Cristhian Mosquera is pushing hard. Naturally a centre-back, he offers pace and physical presence, but not the kind of nimble, low-to-the-ground mobility full-backs usually need when Kvaratskhelia starts twisting and feinting in those tight wide pockets.
On paper, Mosquera is the safer, more orthodox choice. A defender in a defender’s role. Arteta, though, has never been particularly wedded to orthodoxy.
Zubimendi, the wildcard at right-back
Last Sunday at Crystal Palace, the away end did a double-take when the teams were announced. Zubimendi at right-back. No buildup, no long explanation, just a straight positional gamble from a manager who enjoys pushing the edges of his squad’s versatility.
Maybe it was a one-off. Maybe it was a dress rehearsal.
The experiment suddenly looks loaded with meaning. Zubimendi has already shown, for Spain and for Arsenal, that he reads danger early and tackles with timing rather than desperation. The UEFA clip of him stripping Kvaratskhelia on the touchline is not a guarantee of anything, but it is proof that he understands the angles and the rhythm of defending against that specific kind of winger.
And there is another layer. Zubimendi has recently lost his starting place in midfield. Myles Lewis-Skelly’s resurgence has changed the chemistry of Arsenal’s centre, with the young Englishman thriving alongside Declan Rice. On form, that partnership is hard to break. On merit, it probably shouldn’t be.
So Arteta faces a choice that cuts deeper than a simple tactical tweak. Leave Zubimendi out again, in the biggest game of the season, after the role he has played across the campaign? Or find a way to keep his brain and his experience on the pitch, even if it means redrawing his position?
A decision that will define the night
Arteta is not sentimental, but he is loyal to players who have carried his ideas. Zubimendi has been one of those pillars. Excluding him from the XI in a Champions League final would gnaw away at him, especially when the opponent’s main threat operates in an area the Spaniard has already shown he can police.

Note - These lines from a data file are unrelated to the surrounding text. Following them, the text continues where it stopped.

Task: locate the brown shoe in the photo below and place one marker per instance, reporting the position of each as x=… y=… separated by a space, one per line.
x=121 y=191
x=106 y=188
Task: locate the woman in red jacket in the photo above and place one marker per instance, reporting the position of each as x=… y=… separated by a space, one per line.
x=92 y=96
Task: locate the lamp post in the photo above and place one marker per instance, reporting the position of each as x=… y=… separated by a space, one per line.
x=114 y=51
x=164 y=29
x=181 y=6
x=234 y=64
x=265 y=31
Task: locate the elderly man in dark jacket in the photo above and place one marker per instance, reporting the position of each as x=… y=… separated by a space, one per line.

If Timber fails to make it, the path opens. Mosquera remains the favourite in many eyes, the conventional solution at a time when the margin for error is microscopic. Timber’s absence from the Palace game last weekend underlines just how tight the timeline is for the Dutchman to be trusted from the start.

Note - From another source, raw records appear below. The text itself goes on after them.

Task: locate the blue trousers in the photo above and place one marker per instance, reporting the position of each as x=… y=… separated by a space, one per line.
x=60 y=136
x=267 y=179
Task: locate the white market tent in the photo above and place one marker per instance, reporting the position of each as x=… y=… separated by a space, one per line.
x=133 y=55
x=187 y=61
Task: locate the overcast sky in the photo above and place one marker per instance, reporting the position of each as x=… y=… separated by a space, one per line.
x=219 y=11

Yet the memory of that night in Georgia lingers. The recent trial at Selhurst Park lingers. Arteta has the option to roll the dice with Zubimendi at full-back, to use a midfielder’s brain to solve a winger’s riddle.
One selection at right-back will tell us everything about how bold Arsenal intend to be against PSG – and how far Arteta is willing to go to stop Kvaratskhelia when the lights are at their brightest.